Hello,
I have been working on microarrays using R and Limma for differential gene expression analysis. My current design is fairly simple as I am just using two class "control" and "treatment" and I am only interesting in the DE genes between control and treatment.
design <- model.matrix(~cell_class, data)
But the data also contains different cell lines (around 7), and treatment methods (4), so I have been wondering if it would be better and more precise to use another design like so:
design <- model.matrix(~cell_class + cell_lines + treatment_methods, data)

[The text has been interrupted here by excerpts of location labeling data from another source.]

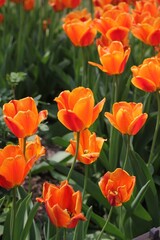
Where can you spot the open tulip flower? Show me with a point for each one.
(113, 58)
(117, 186)
(59, 5)
(89, 147)
(76, 108)
(127, 118)
(146, 76)
(63, 204)
(14, 167)
(79, 28)
(22, 117)
(115, 25)
(148, 31)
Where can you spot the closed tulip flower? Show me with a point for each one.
(22, 117)
(14, 166)
(76, 110)
(63, 205)
(127, 118)
(89, 147)
(33, 149)
(79, 28)
(113, 58)
(146, 76)
(117, 186)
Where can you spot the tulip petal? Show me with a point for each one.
(13, 170)
(28, 120)
(14, 127)
(70, 120)
(137, 124)
(58, 216)
(75, 219)
(84, 110)
(111, 119)
(42, 115)
(144, 84)
(123, 120)
(97, 109)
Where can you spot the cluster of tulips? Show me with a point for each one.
(78, 112)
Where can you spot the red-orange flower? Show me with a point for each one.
(113, 58)
(146, 76)
(74, 106)
(28, 4)
(115, 24)
(148, 31)
(127, 117)
(22, 117)
(79, 28)
(2, 2)
(89, 147)
(117, 186)
(59, 5)
(63, 204)
(14, 166)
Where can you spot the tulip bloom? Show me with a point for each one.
(117, 186)
(113, 58)
(28, 4)
(22, 117)
(89, 147)
(146, 75)
(76, 108)
(2, 2)
(127, 118)
(59, 5)
(79, 28)
(148, 31)
(63, 204)
(14, 167)
(33, 149)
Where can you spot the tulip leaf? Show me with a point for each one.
(110, 228)
(140, 196)
(21, 213)
(142, 173)
(29, 222)
(92, 188)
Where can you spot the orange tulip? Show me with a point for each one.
(89, 147)
(2, 2)
(113, 58)
(117, 186)
(14, 167)
(33, 149)
(146, 76)
(28, 4)
(59, 5)
(148, 31)
(127, 117)
(63, 204)
(79, 28)
(76, 108)
(22, 117)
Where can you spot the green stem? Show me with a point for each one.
(75, 157)
(13, 212)
(20, 42)
(105, 225)
(84, 75)
(64, 234)
(127, 142)
(156, 130)
(57, 234)
(85, 181)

Both designs lead to very similar output when calling topTable, almost all DE genes are the same but with differences in fold change. I have been searching in limma documentation chap 9, 9.5, 9.7 are quite similar to my question but not exactly the same as they seems to be interested in contrast between sub groups while I am more interested in the global control vs treatment.

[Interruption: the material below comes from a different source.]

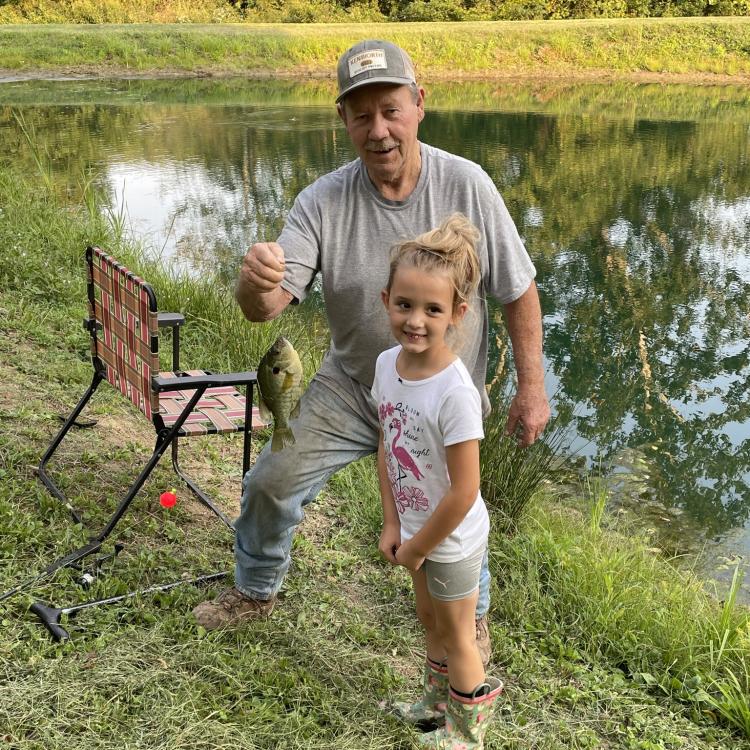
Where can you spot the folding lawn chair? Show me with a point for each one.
(124, 324)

ps: I am not posting the design matrix output as it is a little over 300 rows and would not be very usefull
If you have a control and 4 treatment methods, doesn't that make five classes, not 2?
Thanks but I wouldn't ask if it was that simple, well I am not interested in the slight difference between treatments, my interest is in the general picture of the cell control vs treated(any treatment method)
Let suppose I didn't mention the treatment_methods and only add the cell_lines information to the second design would it be more accurate in this case compare to the first one even if I am only using the cell_class binary factor ( control/treated) as coef in topTable ?
This post would benefit from a small-scale example. Are all classes/treatments present in each cell line? Are the treatment types nested within the treatment class, or are there specific controls for each treatment method? Currently I am imagining your situation below, but I can't tell if this is actually the case, and it's difficult to give a precise answer without details:
Thank you for taking the time Aaron, you resumed pretty well the situation in your code, I just simplified and I changed it a little to reflect the fact that I have a least 2 control per cell line, some cell lines are more represented than others and a few cell line have more than one treatment method.